На улице был яркий день, я все еще хотела есть и пить, рука начала болеть, а я сидела и, не шевелясь, смотрела в одну точку. Не знаю сколько сидела.

— Так, — вслух начала рассуждать я, — возможно, я сплю, а сны должны быть только хорошими. Так что, Ирина Петровна, прекрати раскисать и выпей, наконец, воды, а то до еды не доберешься.

Мысль о том, что в таком запустелом доме может не оказаться еды, я малодушно затолкала подальше.

Сосуд для воды я нашла быстро — над печью была прикрытая грязной занавеской полка, где стопками теснилась едально-питейная посуда. Вся она была из обожженной глины, что навевало определенные мысли. Особенно в купе с дикими ароматами, которые издавало мое и чужие тела. Гном, кстати, плохо не пах и я запоздало покраснела еще раз, сообразив какое амбре от меня исходит.

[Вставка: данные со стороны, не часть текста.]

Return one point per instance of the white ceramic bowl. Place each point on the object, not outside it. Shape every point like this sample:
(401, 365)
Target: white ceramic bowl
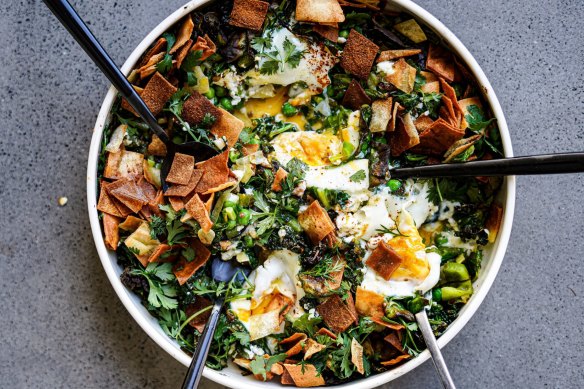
(231, 376)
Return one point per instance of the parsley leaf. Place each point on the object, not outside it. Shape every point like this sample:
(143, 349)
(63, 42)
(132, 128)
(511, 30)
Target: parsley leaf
(358, 177)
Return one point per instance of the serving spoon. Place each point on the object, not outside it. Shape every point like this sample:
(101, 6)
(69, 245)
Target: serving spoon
(77, 28)
(531, 165)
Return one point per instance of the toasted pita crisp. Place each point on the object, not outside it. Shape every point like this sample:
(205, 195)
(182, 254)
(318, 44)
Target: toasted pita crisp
(493, 223)
(319, 11)
(184, 190)
(327, 32)
(280, 175)
(431, 87)
(111, 231)
(227, 126)
(423, 122)
(336, 314)
(316, 222)
(358, 55)
(403, 77)
(305, 376)
(199, 321)
(196, 107)
(464, 104)
(357, 355)
(404, 137)
(184, 269)
(397, 360)
(441, 62)
(249, 14)
(206, 45)
(380, 115)
(384, 260)
(389, 55)
(355, 96)
(196, 208)
(184, 34)
(182, 53)
(312, 347)
(123, 164)
(181, 169)
(411, 30)
(460, 147)
(157, 92)
(369, 303)
(438, 138)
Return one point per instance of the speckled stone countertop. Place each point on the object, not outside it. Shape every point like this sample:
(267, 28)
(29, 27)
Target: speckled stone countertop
(61, 323)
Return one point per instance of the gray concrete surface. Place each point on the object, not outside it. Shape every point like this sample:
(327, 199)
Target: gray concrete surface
(61, 324)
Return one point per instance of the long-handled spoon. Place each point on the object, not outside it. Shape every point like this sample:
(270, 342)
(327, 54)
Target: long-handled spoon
(77, 28)
(536, 164)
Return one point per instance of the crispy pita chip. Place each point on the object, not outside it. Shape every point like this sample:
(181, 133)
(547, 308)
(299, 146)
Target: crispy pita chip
(384, 260)
(403, 77)
(319, 11)
(111, 231)
(431, 87)
(312, 347)
(493, 223)
(280, 175)
(249, 14)
(438, 138)
(316, 222)
(305, 376)
(199, 321)
(357, 356)
(181, 170)
(184, 34)
(128, 193)
(358, 55)
(355, 96)
(460, 147)
(380, 115)
(464, 104)
(184, 190)
(123, 164)
(157, 147)
(336, 314)
(405, 136)
(197, 107)
(157, 92)
(423, 122)
(206, 45)
(411, 30)
(390, 55)
(441, 62)
(196, 208)
(181, 54)
(369, 303)
(176, 203)
(184, 269)
(227, 126)
(397, 360)
(327, 32)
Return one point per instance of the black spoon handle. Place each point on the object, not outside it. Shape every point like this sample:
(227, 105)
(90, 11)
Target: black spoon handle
(200, 356)
(536, 164)
(77, 28)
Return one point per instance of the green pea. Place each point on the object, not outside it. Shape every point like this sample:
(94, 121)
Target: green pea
(289, 110)
(210, 94)
(220, 91)
(394, 185)
(243, 217)
(226, 104)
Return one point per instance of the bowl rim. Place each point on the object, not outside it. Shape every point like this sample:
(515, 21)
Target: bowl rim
(144, 319)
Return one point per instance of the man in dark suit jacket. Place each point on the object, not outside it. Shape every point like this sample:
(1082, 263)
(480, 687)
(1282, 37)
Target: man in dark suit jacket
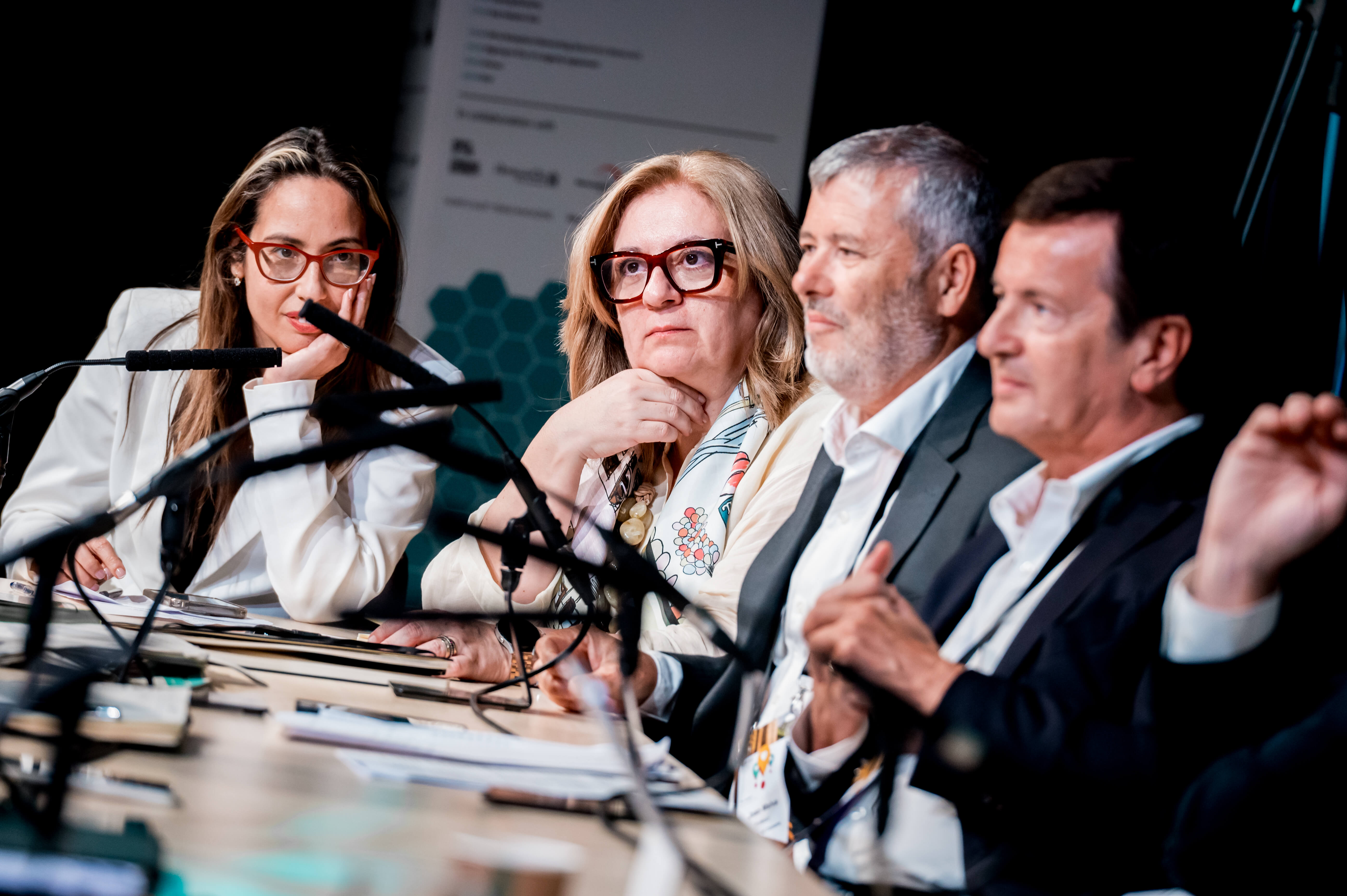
(1051, 616)
(1253, 645)
(898, 242)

Вода была выпита — вполне вкусная, кстати, и я хотела было приступить к поискам еды, но решила сперва и тут разшторить окна.

Их было два, они были грязные, но свет пропускали. Тряпки, изображавшие шторы, тоже были очень плотными.

Теперь, когда комнату стало видно, и ее состояние еще больше бросалось в глаза.

Я уже некоторое время обдумывала вопрос о том, как такое могло получиться. Все мои представления о таком укладе жизни пока что шли в разрез с суровой реальностью. О моем странном положении старалась не думать, мысленно переводя все это в сон. Хотя визг тормозов и звук удара машины о мое тело то и дело всплывал в памяти, я не хотела думать, что я умерла там дома. Там оставались родители и учеба, которую я вполне искренне любила. Я не была готова со всем этим расставаться.